El revolucionario es alguien que puede trascender los límites territoriales de su propia sociedad y entorno, para criticar tanto su propia sociedad como cualquier otra. El carácter del revolucionario es aquel que permite a una persona decir «No,» no asintiendo automáticamente a la autoridad, al status quo, a su entorno y/o a las «condiciones» que le quieran imponer.


Por supuesto, no siempre el revolucionario es angelical. 


Esta persona puede estar en lo correcto o equivocado, ser buena o mala, constructiva o destructiva, dependiendo de a qué le dice «no» y de si su crítica es válida o inválida. Ser terco por capricho no es una virtud.
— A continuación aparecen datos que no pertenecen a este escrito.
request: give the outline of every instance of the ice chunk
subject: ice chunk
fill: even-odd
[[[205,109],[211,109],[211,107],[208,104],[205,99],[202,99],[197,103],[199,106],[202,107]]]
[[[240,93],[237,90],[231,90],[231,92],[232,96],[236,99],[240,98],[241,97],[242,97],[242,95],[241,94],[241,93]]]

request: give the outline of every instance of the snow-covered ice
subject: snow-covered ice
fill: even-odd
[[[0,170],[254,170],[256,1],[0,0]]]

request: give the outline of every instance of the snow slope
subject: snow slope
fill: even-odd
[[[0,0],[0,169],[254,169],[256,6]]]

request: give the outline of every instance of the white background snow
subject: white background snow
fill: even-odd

Pero al menos, cuando hablamos del estado de ánimo del carácter revolucionario, es auténtico. Piensa y reacciona como un individuo, no como si fuera un número, o una oveja más en el rebaño.


Con los planteamientos hechos ayer y los realizados hoy, regresemos al análisis hecho por el Netziv en relación al episodio de Koraj. 
Datán y Abiram eran lo que hemos llamado rebeldes.
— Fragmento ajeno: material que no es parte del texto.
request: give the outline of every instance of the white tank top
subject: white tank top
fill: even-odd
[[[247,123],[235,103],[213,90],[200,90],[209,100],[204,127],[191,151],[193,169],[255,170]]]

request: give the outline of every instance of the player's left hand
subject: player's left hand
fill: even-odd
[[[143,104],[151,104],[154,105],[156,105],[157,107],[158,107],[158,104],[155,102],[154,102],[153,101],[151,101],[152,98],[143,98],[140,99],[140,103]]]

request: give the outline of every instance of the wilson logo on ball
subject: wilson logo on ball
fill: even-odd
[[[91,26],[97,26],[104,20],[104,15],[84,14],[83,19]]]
Ningún ideal, principio o ideología servía como combustible a su traición. Anhelaban el poder de manera directa y sin inhibición. Los doscientos cincuenta príncipes eran revolucionarios. No aceptaron sin cuestionar la negación del sacerdocio. Pero malinterpretaron sus energías. Su crítica era bien intencionada pero gravemente mal dirigida. 
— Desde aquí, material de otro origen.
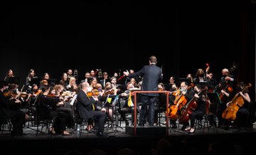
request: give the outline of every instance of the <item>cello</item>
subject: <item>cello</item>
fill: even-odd
[[[251,87],[252,84],[249,83],[249,85],[245,87],[242,90],[242,92],[243,92],[245,89],[249,87]],[[242,97],[240,95],[240,93],[237,93],[235,97],[232,99],[229,104],[227,105],[227,108],[224,110],[222,114],[222,117],[228,121],[235,120],[236,118],[236,113],[239,110],[239,108],[242,106],[245,103],[245,101]]]
[[[173,120],[175,120],[180,117],[180,109],[187,102],[186,98],[180,90],[177,90],[176,93],[178,95],[175,97],[174,105],[171,105],[169,107],[171,112],[167,113],[169,114],[170,119]]]
[[[206,89],[202,89],[201,90],[198,95],[199,95],[201,92],[205,91]],[[181,116],[178,119],[178,122],[180,123],[187,123],[189,119],[189,116],[192,113],[193,111],[196,109],[196,108],[198,106],[198,104],[196,102],[197,98],[196,97],[193,97],[186,105],[182,108],[181,111]]]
Coré jugó un juego oportunista, político y demagógico. Se cubrió de piedad y trató de disfrazarse como un personaje revolucionario, como si fuera uno igual a los doscientos cincuenta príncipes. Pero en esencia no era diferente de los rebeldes Datán y Abiram.


De hecho, las personas tipo Koraj no son ajenas a nuestro mundo contemporáneo. Demasiados hombres codiciosos, corruptos y hambrientos de poder, desde Irán hasta Ghana; Indonesia hasta América Latina, han tomado las riendas del gobierno sin beneficiar en lo más mínimo a su propio pueblo — y todo esto bajo la pretensión del nacionalismo y antiimperialismo. 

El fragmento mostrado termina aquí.